Confidence is one of those shifty economic buzzwords that is thrown around frequently but is hard to nail down. It's a feeling, drawing from fuzzy emotional factors more than observable facts. Unlike "What did the Dow do today?" or "How many iPhones did Apple sell last quarter?" there are no correct answers to confidence questions.
For example: If I'm an undecided voter in Florida and an NBC/WSJ pollster calls and asks me, "During the next twelve months, do you think that the nation's economy will get better, get worse, or stay about the same?" my answer won't tell you exactly where the economy is going — only where I think it's going.
Still, consumer confidence does affect consumer behavior. It's a self-fulfilling prophecy that often, if not always, predicts the economic future. So, every month, we get a flurry of surveys and studies and articles that all purport to give us a window to our collective economic psyches and deduce from that where things are headed.
And lo and behold, it turns out that we are an increasingly confident bunch.

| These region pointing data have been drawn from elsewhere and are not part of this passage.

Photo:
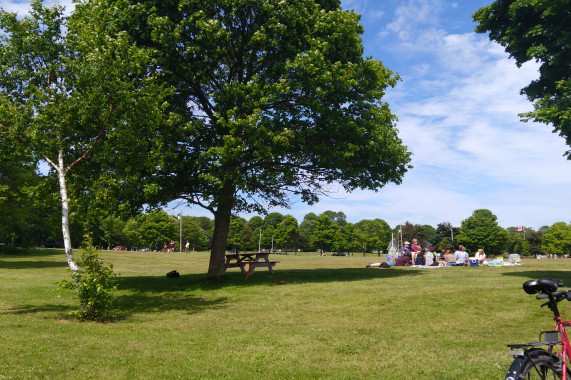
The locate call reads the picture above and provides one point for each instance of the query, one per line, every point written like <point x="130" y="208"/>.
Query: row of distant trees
<point x="329" y="231"/>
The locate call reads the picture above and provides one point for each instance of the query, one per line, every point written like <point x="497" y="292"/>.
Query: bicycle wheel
<point x="540" y="365"/>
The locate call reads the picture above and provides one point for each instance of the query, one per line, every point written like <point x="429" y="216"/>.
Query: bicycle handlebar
<point x="559" y="295"/>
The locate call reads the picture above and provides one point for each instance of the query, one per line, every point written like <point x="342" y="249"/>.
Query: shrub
<point x="94" y="283"/>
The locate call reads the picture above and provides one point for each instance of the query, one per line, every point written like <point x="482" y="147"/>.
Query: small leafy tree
<point x="557" y="239"/>
<point x="481" y="230"/>
<point x="94" y="284"/>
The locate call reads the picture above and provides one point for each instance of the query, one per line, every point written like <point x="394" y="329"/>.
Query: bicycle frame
<point x="565" y="346"/>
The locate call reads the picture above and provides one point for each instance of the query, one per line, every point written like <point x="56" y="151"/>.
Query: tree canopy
<point x="273" y="99"/>
<point x="481" y="230"/>
<point x="537" y="30"/>
<point x="69" y="83"/>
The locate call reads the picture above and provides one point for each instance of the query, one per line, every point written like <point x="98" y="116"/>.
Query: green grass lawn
<point x="316" y="317"/>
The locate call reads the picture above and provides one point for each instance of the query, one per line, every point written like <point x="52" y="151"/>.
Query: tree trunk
<point x="220" y="237"/>
<point x="65" y="214"/>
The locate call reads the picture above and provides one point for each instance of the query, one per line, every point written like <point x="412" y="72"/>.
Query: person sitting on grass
<point x="403" y="261"/>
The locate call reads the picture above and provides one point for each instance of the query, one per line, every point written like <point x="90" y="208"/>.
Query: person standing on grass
<point x="415" y="249"/>
<point x="429" y="257"/>
<point x="460" y="256"/>
<point x="406" y="249"/>
<point x="449" y="257"/>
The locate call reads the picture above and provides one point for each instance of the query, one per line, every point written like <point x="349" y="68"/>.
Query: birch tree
<point x="68" y="84"/>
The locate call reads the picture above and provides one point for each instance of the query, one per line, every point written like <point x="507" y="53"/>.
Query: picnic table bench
<point x="252" y="260"/>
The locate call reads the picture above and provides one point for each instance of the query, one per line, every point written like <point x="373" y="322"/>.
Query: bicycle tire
<point x="539" y="365"/>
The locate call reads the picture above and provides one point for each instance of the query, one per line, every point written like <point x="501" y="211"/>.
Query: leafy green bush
<point x="94" y="283"/>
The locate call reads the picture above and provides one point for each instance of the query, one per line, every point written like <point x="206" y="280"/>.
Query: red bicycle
<point x="548" y="358"/>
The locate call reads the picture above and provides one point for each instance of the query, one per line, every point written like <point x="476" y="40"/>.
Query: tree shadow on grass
<point x="149" y="294"/>
<point x="150" y="284"/>
<point x="32" y="264"/>
<point x="33" y="252"/>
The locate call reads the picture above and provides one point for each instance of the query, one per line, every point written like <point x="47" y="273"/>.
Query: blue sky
<point x="457" y="107"/>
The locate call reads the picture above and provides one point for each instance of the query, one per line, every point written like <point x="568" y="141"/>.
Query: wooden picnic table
<point x="250" y="259"/>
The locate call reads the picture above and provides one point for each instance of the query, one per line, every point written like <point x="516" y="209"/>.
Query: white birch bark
<point x="61" y="172"/>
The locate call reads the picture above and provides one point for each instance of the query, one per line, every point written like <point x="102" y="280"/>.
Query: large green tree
<point x="68" y="84"/>
<point x="264" y="90"/>
<point x="537" y="30"/>
<point x="481" y="230"/>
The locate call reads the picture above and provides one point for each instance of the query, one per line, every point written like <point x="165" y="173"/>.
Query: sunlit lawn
<point x="316" y="317"/>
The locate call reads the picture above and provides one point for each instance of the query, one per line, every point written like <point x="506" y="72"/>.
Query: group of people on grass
<point x="416" y="255"/>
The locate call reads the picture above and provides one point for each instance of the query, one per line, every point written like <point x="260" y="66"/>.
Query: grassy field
<point x="316" y="317"/>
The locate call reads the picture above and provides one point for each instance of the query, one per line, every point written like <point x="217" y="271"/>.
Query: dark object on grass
<point x="173" y="274"/>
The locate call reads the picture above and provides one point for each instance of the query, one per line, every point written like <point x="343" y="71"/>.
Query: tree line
<point x="329" y="232"/>
<point x="232" y="106"/>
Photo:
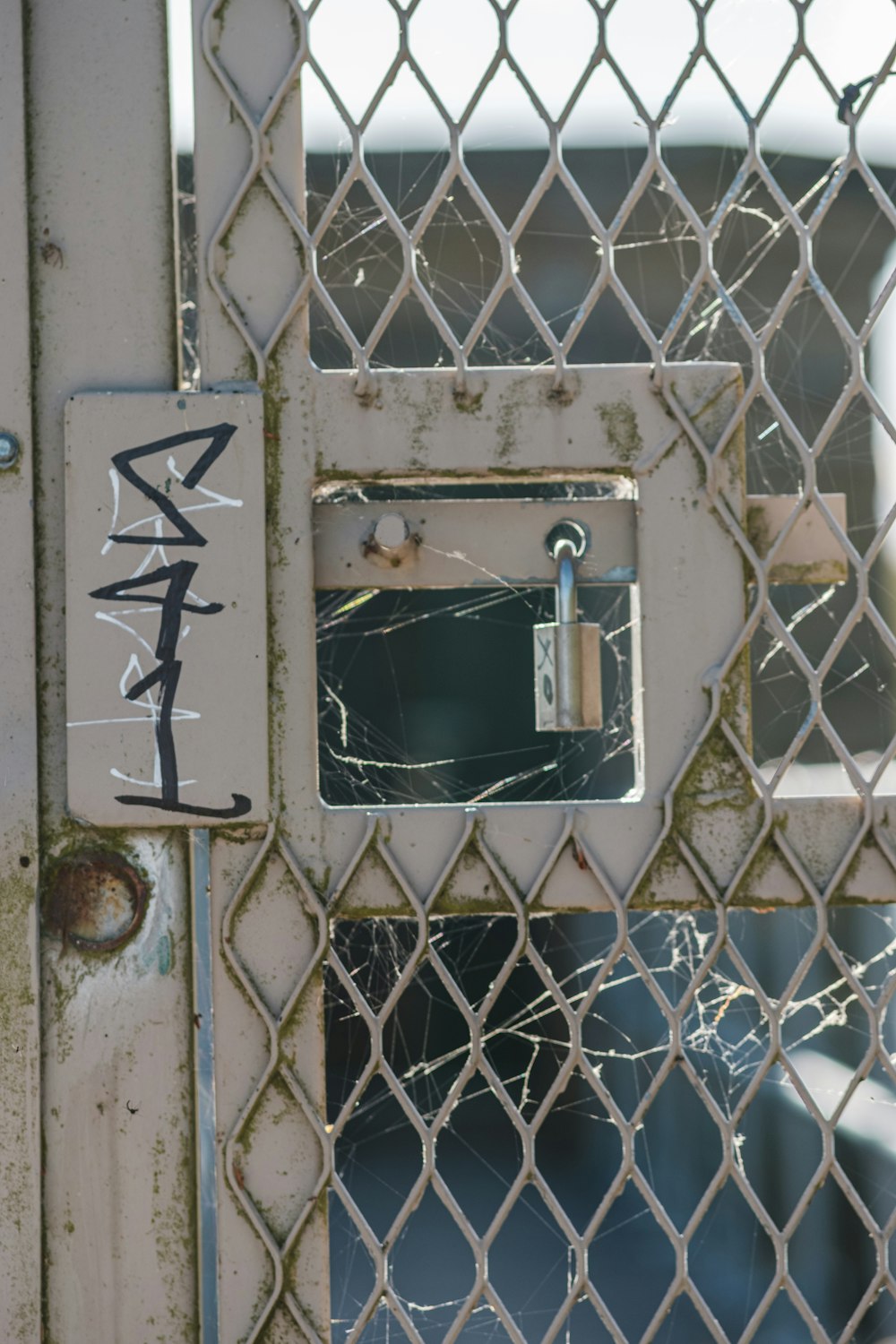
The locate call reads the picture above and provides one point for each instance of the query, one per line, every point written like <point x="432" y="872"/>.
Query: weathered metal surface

According to that NBC/WSJ poll, 42 percent of Americans think the economy will get better in the next year. Another survey that came out today, from the Center for Audit Quality (via Politico), asked "Main Street investors" (people with more than $10,000 in investments) how they felt, and it found largely the same: 65 percent said they were confident in U.S. capital markets, a number that reverses a years-long slide. Here's what that looks like:
Housing numbers, which are often used as a stand-in for confidence (because people who think their jobs and savings are about to vanish generally don't buy houses) are also up. The new-home construction rate is up nearly 30 percent from a year ago, and new-home applications are up 25 percent. The National Association of Home Builders' "builder confidence index," whatever that is, is at its highest level since 2006.

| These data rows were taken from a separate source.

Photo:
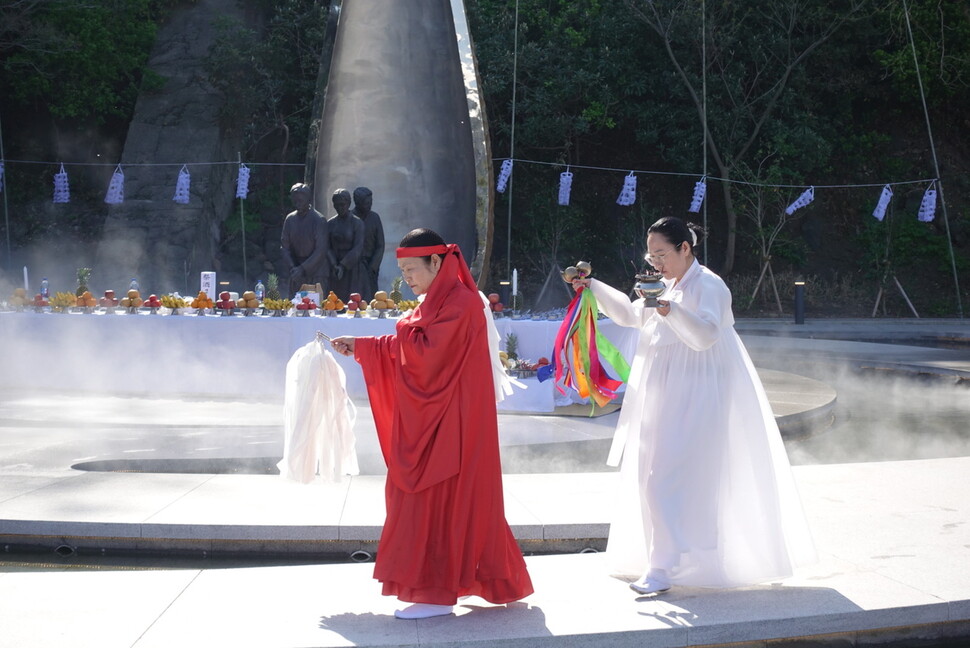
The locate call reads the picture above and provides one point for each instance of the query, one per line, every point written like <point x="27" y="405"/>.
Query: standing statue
<point x="347" y="274"/>
<point x="373" y="252"/>
<point x="304" y="243"/>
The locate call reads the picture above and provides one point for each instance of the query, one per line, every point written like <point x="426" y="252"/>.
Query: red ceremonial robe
<point x="433" y="399"/>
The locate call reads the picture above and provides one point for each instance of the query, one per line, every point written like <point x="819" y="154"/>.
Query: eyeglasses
<point x="654" y="259"/>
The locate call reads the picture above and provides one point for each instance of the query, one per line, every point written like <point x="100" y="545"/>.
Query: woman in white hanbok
<point x="707" y="496"/>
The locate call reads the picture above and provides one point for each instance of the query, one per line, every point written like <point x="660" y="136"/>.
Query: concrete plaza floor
<point x="893" y="537"/>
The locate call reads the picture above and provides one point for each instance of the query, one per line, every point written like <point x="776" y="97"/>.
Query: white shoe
<point x="423" y="611"/>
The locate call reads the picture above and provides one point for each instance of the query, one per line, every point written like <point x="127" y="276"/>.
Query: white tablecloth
<point x="232" y="357"/>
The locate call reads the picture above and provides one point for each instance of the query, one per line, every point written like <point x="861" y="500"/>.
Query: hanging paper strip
<point x="628" y="195"/>
<point x="242" y="182"/>
<point x="880" y="211"/>
<point x="116" y="188"/>
<point x="565" y="186"/>
<point x="62" y="188"/>
<point x="927" y="208"/>
<point x="503" y="176"/>
<point x="579" y="351"/>
<point x="182" y="187"/>
<point x="807" y="196"/>
<point x="700" y="190"/>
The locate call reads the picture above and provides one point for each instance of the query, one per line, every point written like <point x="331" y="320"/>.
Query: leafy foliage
<point x="82" y="59"/>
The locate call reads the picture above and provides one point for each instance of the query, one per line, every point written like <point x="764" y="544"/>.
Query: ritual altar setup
<point x="151" y="352"/>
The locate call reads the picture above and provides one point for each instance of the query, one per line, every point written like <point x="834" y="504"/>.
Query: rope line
<point x="709" y="177"/>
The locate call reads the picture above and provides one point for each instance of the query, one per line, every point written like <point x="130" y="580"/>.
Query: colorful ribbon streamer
<point x="579" y="351"/>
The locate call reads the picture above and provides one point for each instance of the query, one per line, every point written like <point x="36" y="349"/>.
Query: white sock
<point x="423" y="611"/>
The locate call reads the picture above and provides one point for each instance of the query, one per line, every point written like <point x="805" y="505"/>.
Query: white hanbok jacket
<point x="707" y="491"/>
<point x="318" y="418"/>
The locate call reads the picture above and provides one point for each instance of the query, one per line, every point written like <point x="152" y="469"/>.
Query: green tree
<point x="81" y="59"/>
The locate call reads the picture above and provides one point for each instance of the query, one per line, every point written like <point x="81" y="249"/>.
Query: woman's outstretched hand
<point x="343" y="345"/>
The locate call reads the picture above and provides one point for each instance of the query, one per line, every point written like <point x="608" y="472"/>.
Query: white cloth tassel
<point x="318" y="419"/>
<point x="116" y="188"/>
<point x="807" y="196"/>
<point x="503" y="176"/>
<point x="880" y="211"/>
<point x="628" y="195"/>
<point x="62" y="188"/>
<point x="182" y="187"/>
<point x="565" y="186"/>
<point x="700" y="190"/>
<point x="927" y="208"/>
<point x="242" y="182"/>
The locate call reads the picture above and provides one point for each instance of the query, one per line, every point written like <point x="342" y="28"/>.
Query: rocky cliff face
<point x="151" y="237"/>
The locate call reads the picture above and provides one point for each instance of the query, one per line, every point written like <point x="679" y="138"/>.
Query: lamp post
<point x="799" y="302"/>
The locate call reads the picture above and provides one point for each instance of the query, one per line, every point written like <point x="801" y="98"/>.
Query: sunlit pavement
<point x="892" y="536"/>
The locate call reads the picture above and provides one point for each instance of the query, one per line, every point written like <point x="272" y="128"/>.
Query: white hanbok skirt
<point x="707" y="491"/>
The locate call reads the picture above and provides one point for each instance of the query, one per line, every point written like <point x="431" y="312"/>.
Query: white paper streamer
<point x="628" y="195"/>
<point x="807" y="196"/>
<point x="927" y="208"/>
<point x="503" y="176"/>
<point x="880" y="211"/>
<point x="700" y="190"/>
<point x="565" y="186"/>
<point x="62" y="188"/>
<point x="242" y="182"/>
<point x="182" y="186"/>
<point x="116" y="188"/>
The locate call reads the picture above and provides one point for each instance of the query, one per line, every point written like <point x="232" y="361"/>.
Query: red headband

In fact, most of the statistics we use to approximate the idea of "confidence" are going in the right direction. We're spending more. On Wall Street, the VIX (a so-called "fear gauge" that basically tracks how sweaty traders' palms are) is near a five-year low. And as Felix Salmon points out, credit card debt is also going down, meaning that people are at least confident enough in next month's wages to pay off their bills this month.
Granted, Bloomberg did report today that steakhouse revenues have fluctuated "as diners digest economic news." (Digest? Get it? Give those guys a Comedy Central special!) But fewer people going to Capital Grille means basically nothing about the broader economic recovery, since, like, what if they just wanted fish?

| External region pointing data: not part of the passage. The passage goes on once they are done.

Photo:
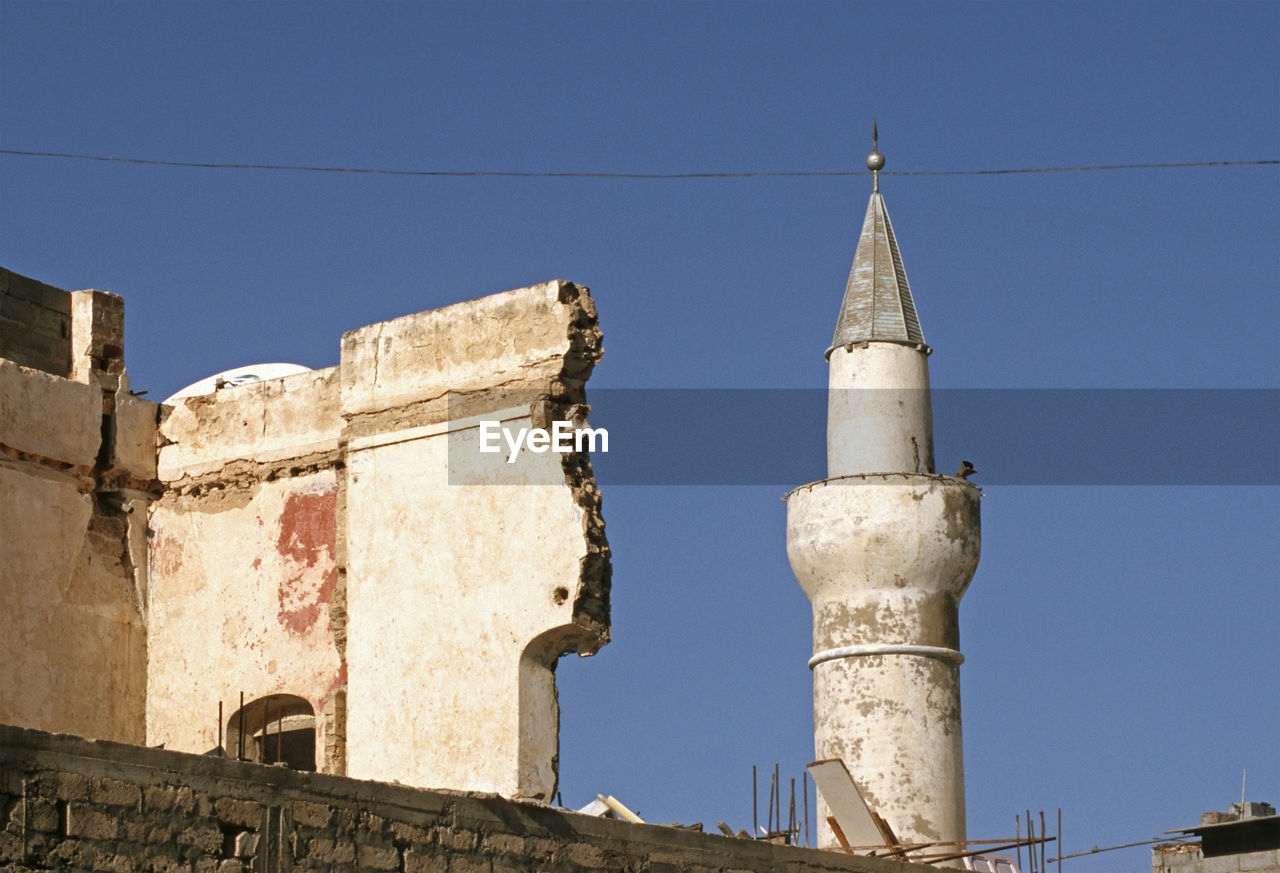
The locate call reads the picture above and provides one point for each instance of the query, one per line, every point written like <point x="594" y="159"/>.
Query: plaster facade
<point x="77" y="472"/>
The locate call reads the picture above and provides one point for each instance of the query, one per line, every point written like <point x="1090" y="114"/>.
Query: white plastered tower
<point x="885" y="548"/>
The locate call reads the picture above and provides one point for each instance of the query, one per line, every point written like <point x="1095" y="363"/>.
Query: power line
<point x="297" y="168"/>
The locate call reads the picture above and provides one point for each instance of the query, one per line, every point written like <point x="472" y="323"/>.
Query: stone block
<point x="584" y="854"/>
<point x="245" y="813"/>
<point x="92" y="824"/>
<point x="71" y="786"/>
<point x="411" y="833"/>
<point x="425" y="862"/>
<point x="136" y="435"/>
<point x="41" y="814"/>
<point x="261" y="423"/>
<point x="114" y="792"/>
<point x="458" y="839"/>
<point x="202" y="836"/>
<point x="164" y="798"/>
<point x="379" y="858"/>
<point x="502" y="844"/>
<point x="311" y="814"/>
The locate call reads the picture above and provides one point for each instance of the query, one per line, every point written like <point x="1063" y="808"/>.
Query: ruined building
<point x="268" y="540"/>
<point x="274" y="572"/>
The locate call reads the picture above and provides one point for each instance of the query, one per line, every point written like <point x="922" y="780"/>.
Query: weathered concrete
<point x="314" y="529"/>
<point x="306" y="526"/>
<point x="885" y="549"/>
<point x="885" y="560"/>
<point x="878" y="412"/>
<point x="462" y="597"/>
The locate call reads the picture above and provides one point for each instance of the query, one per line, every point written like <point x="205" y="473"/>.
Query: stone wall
<point x="78" y="805"/>
<point x="77" y="472"/>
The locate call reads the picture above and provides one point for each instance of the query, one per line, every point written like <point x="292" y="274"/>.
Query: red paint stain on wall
<point x="306" y="540"/>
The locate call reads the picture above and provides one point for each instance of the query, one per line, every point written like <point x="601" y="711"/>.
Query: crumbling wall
<point x="69" y="804"/>
<point x="325" y="525"/>
<point x="77" y="471"/>
<point x="35" y="324"/>
<point x="466" y="583"/>
<point x="243" y="558"/>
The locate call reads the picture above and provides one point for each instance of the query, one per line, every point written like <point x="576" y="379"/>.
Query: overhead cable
<point x="366" y="170"/>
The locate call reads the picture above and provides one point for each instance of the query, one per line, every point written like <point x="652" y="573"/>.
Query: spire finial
<point x="874" y="160"/>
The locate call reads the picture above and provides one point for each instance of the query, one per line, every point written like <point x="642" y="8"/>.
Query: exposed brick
<point x="204" y="836"/>
<point x="470" y="864"/>
<point x="10" y="846"/>
<point x="246" y="813"/>
<point x="458" y="839"/>
<point x="403" y="832"/>
<point x="41" y="814"/>
<point x="114" y="792"/>
<point x="324" y="850"/>
<point x="168" y="796"/>
<point x="503" y="844"/>
<point x="379" y="858"/>
<point x="311" y="814"/>
<point x="428" y="862"/>
<point x="584" y="854"/>
<point x="72" y="786"/>
<point x="540" y="848"/>
<point x="370" y="822"/>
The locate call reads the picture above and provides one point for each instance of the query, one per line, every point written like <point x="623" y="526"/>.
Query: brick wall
<point x="35" y="324"/>
<point x="76" y="804"/>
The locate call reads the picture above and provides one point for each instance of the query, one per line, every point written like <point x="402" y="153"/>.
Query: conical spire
<point x="877" y="305"/>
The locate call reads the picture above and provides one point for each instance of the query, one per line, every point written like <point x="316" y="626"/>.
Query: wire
<point x="621" y="176"/>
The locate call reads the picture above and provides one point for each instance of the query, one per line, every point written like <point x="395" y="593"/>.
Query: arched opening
<point x="279" y="728"/>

So, with a pile of imperfect polls and statistics mostly pointing in the same direction, it's relatively safe to say that four years after the near-collapse of the financial system, we're seeing the light at the end of the tunnel — or at least we think we are. And not inconsequentially for Barack Obama, it means that the question Republicans have been asking the country ("Are you better off than you were four years ago?") might not be producing the answers they were expecting.